Ebbene, il caso di studio da me affrontato - la storia delle associazioni laiche di pubblica
assistenza e di soccorso, assai diffuse, come si è visto nell’Italia centro-settentrionale e pressoché
assenti in quella meridionale - incrocia alcune delle tematiche affrontate da Putnam e contribuisce
in qualche misura a corroborare le sue tesi. Fin dalle loro origini, in effetti, esse dettero un apporto
significativo al rafforzamento di un sentimento civico, di forme di impegno sociale e di dedizione
verso gli altri. Ed è indubbio che con la loro presenza, ancora oggi, arricchiscono il tessuto civico di
tante città e piccoli paesi, offrendo una gamma di servizi che, specie in ambito sanitario e
assistenziale, integrano quelli erogati dalle strutture pubbliche e private. Con ciò contribuendo a un
miglioramento complessivo della qualità della vita, in particolare per i segmenti più deboli della
popolazione; e, su un piano più generale, all'irrobustimento dei vincoli solidaristici, delle istanze
partecipative, delle forme di democrazia e di cittadinanza attiva.
Sono spunti di riflessione che qui è possibile soltanto accennare, rinviando a fasi successive
della ricerca per ulteriori verifiche e approfondimenti.
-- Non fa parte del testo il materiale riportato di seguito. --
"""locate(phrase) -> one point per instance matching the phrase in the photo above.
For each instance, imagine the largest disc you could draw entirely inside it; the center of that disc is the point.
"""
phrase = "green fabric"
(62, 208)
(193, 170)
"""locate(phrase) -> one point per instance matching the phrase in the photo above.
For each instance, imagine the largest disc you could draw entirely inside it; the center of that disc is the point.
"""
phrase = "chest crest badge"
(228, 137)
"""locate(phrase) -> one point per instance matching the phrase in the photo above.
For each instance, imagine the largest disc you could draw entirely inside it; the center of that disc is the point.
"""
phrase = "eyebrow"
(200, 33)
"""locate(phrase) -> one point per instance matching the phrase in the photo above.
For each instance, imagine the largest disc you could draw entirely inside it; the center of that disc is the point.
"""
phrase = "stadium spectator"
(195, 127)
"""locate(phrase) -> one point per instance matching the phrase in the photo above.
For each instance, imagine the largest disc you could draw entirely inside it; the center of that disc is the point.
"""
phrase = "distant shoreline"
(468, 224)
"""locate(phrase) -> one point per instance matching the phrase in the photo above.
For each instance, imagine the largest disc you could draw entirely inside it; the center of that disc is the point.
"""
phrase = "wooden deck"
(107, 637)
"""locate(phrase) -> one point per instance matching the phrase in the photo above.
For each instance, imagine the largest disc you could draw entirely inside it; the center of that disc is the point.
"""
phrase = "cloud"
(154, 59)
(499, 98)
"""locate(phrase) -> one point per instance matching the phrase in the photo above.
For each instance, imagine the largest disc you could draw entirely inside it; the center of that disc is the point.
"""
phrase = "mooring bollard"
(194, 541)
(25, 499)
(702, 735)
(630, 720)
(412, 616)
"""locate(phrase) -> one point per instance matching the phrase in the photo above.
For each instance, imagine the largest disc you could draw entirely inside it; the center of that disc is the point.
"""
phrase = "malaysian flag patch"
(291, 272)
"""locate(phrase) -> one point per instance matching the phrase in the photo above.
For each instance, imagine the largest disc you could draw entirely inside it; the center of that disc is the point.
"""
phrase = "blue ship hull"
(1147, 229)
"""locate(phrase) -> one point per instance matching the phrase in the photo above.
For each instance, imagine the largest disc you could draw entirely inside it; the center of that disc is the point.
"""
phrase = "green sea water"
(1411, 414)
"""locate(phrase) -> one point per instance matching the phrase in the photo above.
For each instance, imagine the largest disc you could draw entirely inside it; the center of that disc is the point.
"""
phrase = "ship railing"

La forte discrasia fra il contesto centro-settentrionale e quello meridionale è il dato più
appariscente evidenziato dall’analisi della geografia di questa tipologia associativa. Le indagini
sociologiche condotte sui "gruppi politici di base" alla fine del decennio rivelano per contro che
queste organizzazioni erano diffuse in modo abbastanza omogeneo sull'intero territorio nazionale e
nelle grandi come nelle piccole città. Neri Serneri ci ricorda che esse ebbero un elemento
accomunante in una sorta di matrice cattolica diffusa, che risentiva delle aperture conciliari
dell'inizio del decennio e di molteplici altre sollecitazioni. Le associazioni di pubblica assistenza
raccolte sotto le insegne dell'Anpas rivendicarono invece con orgoglio, in tutti questi anni, un
laicismo un po' démodé, con echi risorgimentali e qualche punta di autentico anticlericalismo. Non
poche di queste associazioni celebravano la propria festa sociale nell'anniversario del XX settembre
e avevano fra le proprie icone Mazzini e Garibaldi. Forse anche questa ostentata connotazione laica
fu tra i fattori che ostacolarono la loro penetrazione nelle regioni del Mezzogiorno e che ne
favorirono invece la diffusione capillare in Liguria, in Toscana e nelle altre zone dell'Italia centrale.
7
Il riferimento va ovviamente a E.C. Banfield, Le basi morali di una società arretrata [1958], a cura di D. De Masi,
Bologna, Il Mulino, 1976.
8
R.D. Putnam, La tradizione civica, cit., p. X.